If Africans are afraid to tell each other the truth or hear from independent voices on the continent, who else will do that? Countries and institutions must be prevailed upon to ensure that alternative voices are not buried in the hypocrisy of loans-for-infrastructure. It is time to allow more independent voices the opportunity to unlock the truth if we are to ensure that leaders do not stockpile debt for their countries with such behemoths as the Chinese waiting in the wings to take control of national assets in such a way that future generations are left stranded, enslaved.

Massive borrowing to a nation without the capacity for debt repayment can only mean two things: economic colonialism and generational enslavement.

This seems to be China’s latest strategy and the country would have none of Africa’s independent voices staining its canvas with unwanted painting.

But African government’s who were previously yoked with the West, see brighter and not dim colours, in their relations with China, describing criticism against some excesses of the Chinese as too little to warrant despair. They have now found a new bride in Beijing as could be seen by the attendance of more than 40 heads of state at the recent meeting of the Forum on China-Africa Cooperation (FOCAC) in September.

China sees nothing wrong with its strategy. It also does little to sanction its resource-hungry companies accused of violating country-specific laws, human rights, or providing unsafe working conditions for employees. For those media castigating such practices in Africa, it unleashes state-sponsored private investors to buy stakes or takeover such entreprises subtly.

A recent report confirms indeed that China is buying African media’s silence. Apart from this, Chinese-state linked firms are also buying into shares in cash-strapped major national dailies or broadcast networks across the continent to project their views or protect their interests from public scrutiny by influential members of such societies. China already owns 60% shares of the Zambian National Broadcasting Corporation.

Chinese company STARTIMES already owns a massive joint venture in a Digital Terrestrial Television (DTT) platform with the Nigeria Television Authority (NTA) among others.
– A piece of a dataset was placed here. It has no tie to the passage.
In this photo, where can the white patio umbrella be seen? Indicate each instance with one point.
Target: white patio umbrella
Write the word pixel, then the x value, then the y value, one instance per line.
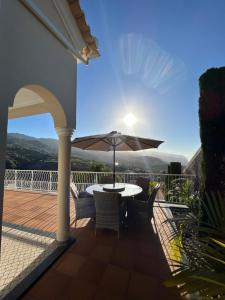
pixel 114 141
Writing last month on China’s soft diplomacy in protecting its investment foray into Africa through media ownership and influence, Azad Essa, in an article for Foreign Policy alleged the cancellation of his weekly column in a South African paper owned by Independent Media due to interference by their Chinese investors following a critical piece on the more than one million Uighur Muslims being persecuted in China’s Xinjiang province.

He unveiled China’s propaganda strategy for Africa as investing heavily in the spread of its state-owned media CGTN, ChinaDaily and Xinxua’s presence and bureaus across the continent; supporting privately owned Chinese media that set up offices on throughout Africa; conjuring up partnerships or organizing sponsored trips to China for cash-strapped African newsrooms.
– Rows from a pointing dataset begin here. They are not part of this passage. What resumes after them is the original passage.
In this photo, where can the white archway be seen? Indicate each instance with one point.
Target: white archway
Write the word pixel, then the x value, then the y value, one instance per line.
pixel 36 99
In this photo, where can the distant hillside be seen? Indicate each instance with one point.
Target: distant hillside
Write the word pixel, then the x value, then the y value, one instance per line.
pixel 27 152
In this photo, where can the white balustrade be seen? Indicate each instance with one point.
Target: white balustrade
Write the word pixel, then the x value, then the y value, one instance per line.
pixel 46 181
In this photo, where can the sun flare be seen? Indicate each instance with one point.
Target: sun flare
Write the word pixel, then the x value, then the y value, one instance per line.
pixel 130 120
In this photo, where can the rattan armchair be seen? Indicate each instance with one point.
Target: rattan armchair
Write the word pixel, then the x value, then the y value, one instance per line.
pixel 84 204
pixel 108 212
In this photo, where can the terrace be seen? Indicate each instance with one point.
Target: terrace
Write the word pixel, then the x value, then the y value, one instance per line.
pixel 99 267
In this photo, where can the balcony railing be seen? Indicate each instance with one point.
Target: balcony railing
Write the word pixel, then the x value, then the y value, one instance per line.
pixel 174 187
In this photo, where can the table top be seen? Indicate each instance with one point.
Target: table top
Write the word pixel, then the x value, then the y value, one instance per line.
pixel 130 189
All these networks also act as surveillance tools for monitoring independent voices that are critical of China’s give-and-take strategy and investments across Africa.
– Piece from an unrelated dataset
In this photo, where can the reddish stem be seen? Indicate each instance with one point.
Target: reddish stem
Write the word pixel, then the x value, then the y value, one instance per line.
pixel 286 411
In all, it is now evident that China wants a tight-lipped discussion on its “debt-trap diplomacy” hence the silencing of alternative voices like Professor Lumumba, using their powers surreptitiously through governments like that of Zambia to deport a renowned son of Africa. It is left to be seen if many citizens across Africa would stand up to such silencing or accept the Chinese model of censorship, deportation and even jailing of critics. No wonder the Chinese say little to their partner government’s in such countries as Rwanda where independent voices like Diane Rwigwara continues to be in illegal detention for daring to run against President Paul Kagame; or the life threatening harassment and detention of Bobi Wine, Uganda’s neo-opposition leader by the age-long Yoweri Museveni government.

Is China truly the silver bullet to Africa’s development? Time to unlock the truth.